Na ADI 6.157 – que tem como relator o ministro Marco Aurélio – o PSB sustenta que a MP 884, de 14 de junho último, é formalmente inconstitucional. Não só por ser uma reedição de norma legal idêntica (MP 867), que já perdeu a eficácia por decurso de prazo.

Além disso, o partido oposicionista considera “devastador” o que seria um retrocesso na legislação de proteção ao meio ambiente, na medida em que a nova MP contém dispositivo que, na prática “reduz o equilíbrio estabelecido pelo Código Florestal”.

O Programa de Regularização Ambiental (PRA) foi instituído pelo Código Florestal, e consiste num conjunto de regras que o produtor rural tem de cumprir para regularizar a sua propriedade, tendo em vista a recuperação de áreas desmatadas ilegalmente. Para aderir ao PRA, o produtor tem de fazer o CAR, que é um registro declaratório.

A ementa do parecer da procuradora-geral da República, Raquel Dodge, já em mãos do ministro-relator Marco Aurélio, é a seguinte:

O Supremo Tribunal Federal firmou tese em controle concentrado de que ‘é inconstitucional medida provisória ou lei decorrente de conversão de medida provisória cujo conteúdo normativo caracterize a reedição, na mesma sessão legislativa, de medida provisória anterior rejeitada, de eficácia exaurida por decurso de prazo ou que ainda não tenha sido apreciada pelo Congresso Nacional dentro do prazo estabelecido pela Constituição Federal” (ADIs 5.717, 5.727 e 5.709, Rel. Min. Rosa Weber).
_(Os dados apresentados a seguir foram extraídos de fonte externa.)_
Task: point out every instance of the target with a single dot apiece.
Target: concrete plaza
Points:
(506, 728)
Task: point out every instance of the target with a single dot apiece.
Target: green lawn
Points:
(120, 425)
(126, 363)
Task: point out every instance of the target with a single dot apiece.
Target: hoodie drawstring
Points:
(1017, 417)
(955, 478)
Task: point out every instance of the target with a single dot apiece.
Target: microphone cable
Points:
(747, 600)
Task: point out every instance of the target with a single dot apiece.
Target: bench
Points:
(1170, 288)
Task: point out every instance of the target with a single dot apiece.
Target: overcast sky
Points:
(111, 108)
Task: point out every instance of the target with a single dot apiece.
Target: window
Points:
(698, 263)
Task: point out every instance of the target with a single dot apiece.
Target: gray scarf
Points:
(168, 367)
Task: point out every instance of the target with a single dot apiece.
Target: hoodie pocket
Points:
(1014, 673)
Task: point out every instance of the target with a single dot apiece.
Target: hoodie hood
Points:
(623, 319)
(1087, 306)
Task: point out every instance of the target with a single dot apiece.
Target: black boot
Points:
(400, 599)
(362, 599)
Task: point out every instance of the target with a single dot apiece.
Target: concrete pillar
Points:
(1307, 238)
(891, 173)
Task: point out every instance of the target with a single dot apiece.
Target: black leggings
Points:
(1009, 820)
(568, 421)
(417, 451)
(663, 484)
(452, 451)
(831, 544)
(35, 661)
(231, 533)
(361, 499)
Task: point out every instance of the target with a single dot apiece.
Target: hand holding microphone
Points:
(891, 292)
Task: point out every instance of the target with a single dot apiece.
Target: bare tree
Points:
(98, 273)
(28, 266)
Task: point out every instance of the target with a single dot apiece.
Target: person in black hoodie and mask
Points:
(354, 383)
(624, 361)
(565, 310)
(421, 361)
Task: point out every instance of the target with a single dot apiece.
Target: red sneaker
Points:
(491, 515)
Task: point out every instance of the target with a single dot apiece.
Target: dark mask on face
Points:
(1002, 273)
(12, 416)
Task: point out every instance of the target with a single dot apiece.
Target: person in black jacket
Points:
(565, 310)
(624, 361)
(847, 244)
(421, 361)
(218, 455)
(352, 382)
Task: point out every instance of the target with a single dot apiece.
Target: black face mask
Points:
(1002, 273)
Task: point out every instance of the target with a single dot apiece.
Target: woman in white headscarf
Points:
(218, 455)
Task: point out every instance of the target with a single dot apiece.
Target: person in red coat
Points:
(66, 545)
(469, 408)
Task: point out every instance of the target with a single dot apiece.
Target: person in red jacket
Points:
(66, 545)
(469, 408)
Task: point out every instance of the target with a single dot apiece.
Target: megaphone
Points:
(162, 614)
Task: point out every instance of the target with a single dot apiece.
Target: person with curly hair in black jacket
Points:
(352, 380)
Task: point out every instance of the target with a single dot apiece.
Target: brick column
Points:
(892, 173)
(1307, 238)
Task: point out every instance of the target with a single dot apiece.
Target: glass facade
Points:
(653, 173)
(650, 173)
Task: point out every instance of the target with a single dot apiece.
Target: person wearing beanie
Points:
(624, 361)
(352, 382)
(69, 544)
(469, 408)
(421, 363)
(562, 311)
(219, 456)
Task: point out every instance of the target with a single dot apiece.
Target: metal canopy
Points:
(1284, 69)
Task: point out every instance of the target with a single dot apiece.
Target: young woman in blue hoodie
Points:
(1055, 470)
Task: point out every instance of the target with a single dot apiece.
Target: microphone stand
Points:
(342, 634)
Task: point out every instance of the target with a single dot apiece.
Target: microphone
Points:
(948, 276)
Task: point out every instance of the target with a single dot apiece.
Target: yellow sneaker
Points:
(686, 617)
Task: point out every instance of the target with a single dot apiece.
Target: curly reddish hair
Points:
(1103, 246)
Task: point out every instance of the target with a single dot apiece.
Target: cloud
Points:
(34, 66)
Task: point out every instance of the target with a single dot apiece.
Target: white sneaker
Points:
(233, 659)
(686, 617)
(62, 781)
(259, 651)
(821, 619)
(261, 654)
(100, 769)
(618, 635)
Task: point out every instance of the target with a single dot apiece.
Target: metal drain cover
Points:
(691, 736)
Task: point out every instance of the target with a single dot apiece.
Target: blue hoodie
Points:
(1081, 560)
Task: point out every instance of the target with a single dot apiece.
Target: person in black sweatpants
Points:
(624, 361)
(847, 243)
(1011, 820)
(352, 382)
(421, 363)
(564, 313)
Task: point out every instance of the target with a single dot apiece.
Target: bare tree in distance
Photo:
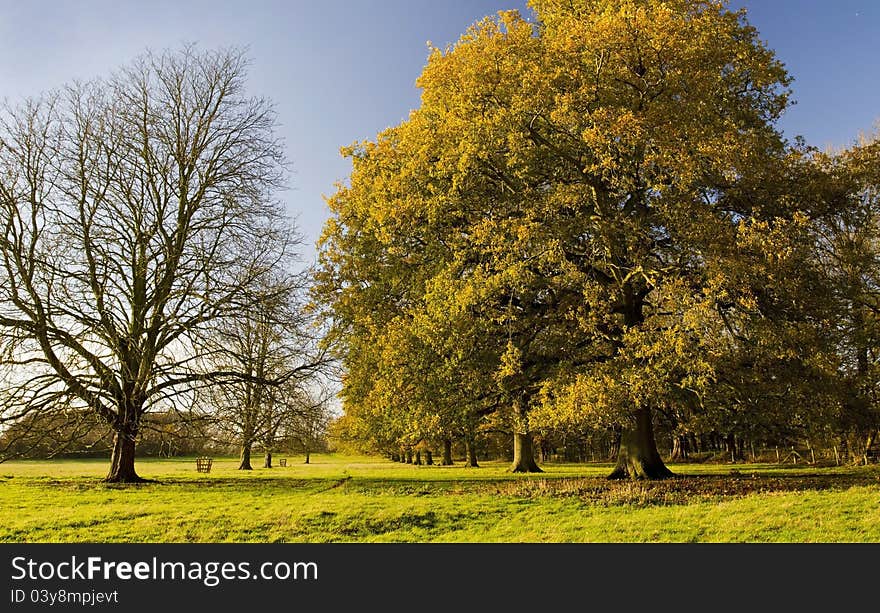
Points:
(136, 214)
(276, 345)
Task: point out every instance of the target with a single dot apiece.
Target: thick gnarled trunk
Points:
(523, 443)
(245, 457)
(470, 453)
(524, 454)
(122, 460)
(447, 453)
(638, 457)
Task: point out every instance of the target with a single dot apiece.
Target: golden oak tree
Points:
(558, 200)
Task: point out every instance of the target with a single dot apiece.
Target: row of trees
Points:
(146, 264)
(593, 224)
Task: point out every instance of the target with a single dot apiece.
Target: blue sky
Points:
(342, 70)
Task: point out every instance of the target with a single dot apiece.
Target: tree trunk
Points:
(470, 452)
(869, 443)
(523, 443)
(524, 454)
(447, 452)
(676, 448)
(638, 457)
(245, 457)
(122, 460)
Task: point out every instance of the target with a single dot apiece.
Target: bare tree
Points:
(136, 214)
(276, 345)
(309, 418)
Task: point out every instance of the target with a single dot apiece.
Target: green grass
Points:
(336, 499)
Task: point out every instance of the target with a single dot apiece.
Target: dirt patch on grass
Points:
(679, 489)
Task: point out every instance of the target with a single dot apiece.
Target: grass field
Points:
(336, 499)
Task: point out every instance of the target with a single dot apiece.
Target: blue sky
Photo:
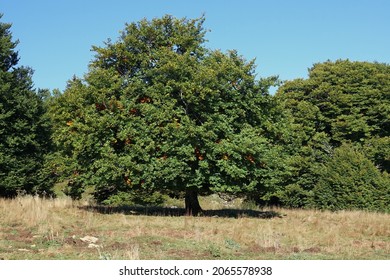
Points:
(285, 37)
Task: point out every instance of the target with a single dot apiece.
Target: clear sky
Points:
(285, 37)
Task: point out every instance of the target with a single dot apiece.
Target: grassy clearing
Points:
(35, 228)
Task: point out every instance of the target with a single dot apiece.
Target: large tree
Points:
(157, 111)
(24, 130)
A sessão legislativa é aquela em que houve a rejeição total ou parcial do conteúdo da medida provisoria ou da perda de sua eficacia por decurso de prazo, e não aquele em que foi editada a medida provisoria.

A vedação do art. 62- parágrafo10 da CF pressupõe identidade material de conteúdo com a medida provisória rejeitada ou que perdeu eficácia por decurso de prazo, independentemente da reprodução textual da medida provisória anterior.

A Medida Provisória 884/2019, ao retirar o prazo para inscrição no Cadastro Ambiental Rural (CAR), reproduziu o conteúdo material (objeto) da Medida Provisoria 867/2018, ao estender de forma indefinida o prazo para adesão ao Programa de Regularização Ambiental (PRA), em virtude da vinculação dos prazos para o CAR e PRA definida pelo art. 59- parágrafo 2º do Código Florestal, e, com isso, tornar perene o regime transitório e excepcional de anistia conferida aos proprietários rurais pela supressão ilegal de vegetação. Parecer pela procedência do pedido”.